THE wisdom of Africa suggests: “Every time an elder dies, we lose a library”. Recognising this ancestral truth, the Island Stewards Camp and Spelman College participated in a joint oral history project to document the personal histories of eight women of wisdom in the Bahamas.
Over the course of four days, starting on March 15, 2012, seven young Bahamians, stewards from the annual Island Stewards Camp, and six Spelman scholars, accompanied by project facilitators, recorded vital history from elder women, while building cross-border relationships.
The Spelman Independent Scholars (SIS) are participants in a two-semester, interdisciplinary learning experience at the historically black women’s college in Georgia, USA. The SIS oral history component aims to collect life stories of women in the African diaspora.
Describing the project in a concept paper, Spelman scholar Danielle Phillips referred to the honoured and revered place older women assumed in traditional communities, as griots and sages, seers and prophets.
“Their stories teach us about the values and beliefs that shaped their reality and in immeasurable ways, they impact our own. For this reason then, we see their memories, anchored deep in the soil of wisdom, as cherished treasure. It is this truth, as old as time itself, that undergirds the SIS Oral History Project,” said Ms Phillips.
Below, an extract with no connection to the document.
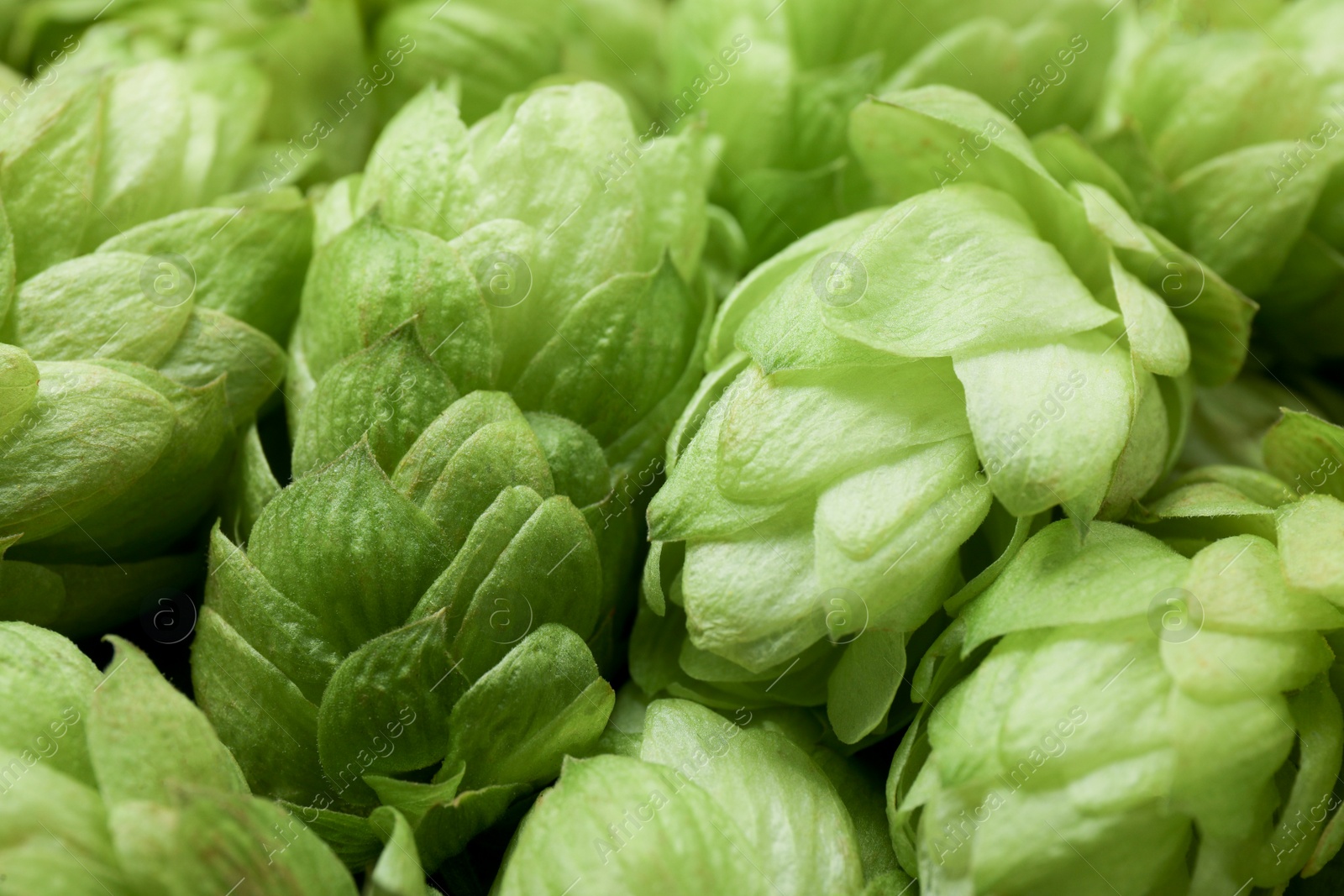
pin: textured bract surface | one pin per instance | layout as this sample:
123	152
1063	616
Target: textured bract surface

For its 15th anniversary, the SIS project crossed borders to the Bahamas. It partnered with the Island Stewards Camp, which is a Family Island immersion programme for adolescent youth in Over-the-Hill communities of New Providence organised by the Indaba Project and the Bahamas Sportsfishing and Conservation Association (BSCA).
Participating stewards travel to a different family island each summer for experiential learning and cultural engagement. The upcoming camp is planned for Cat Island in July.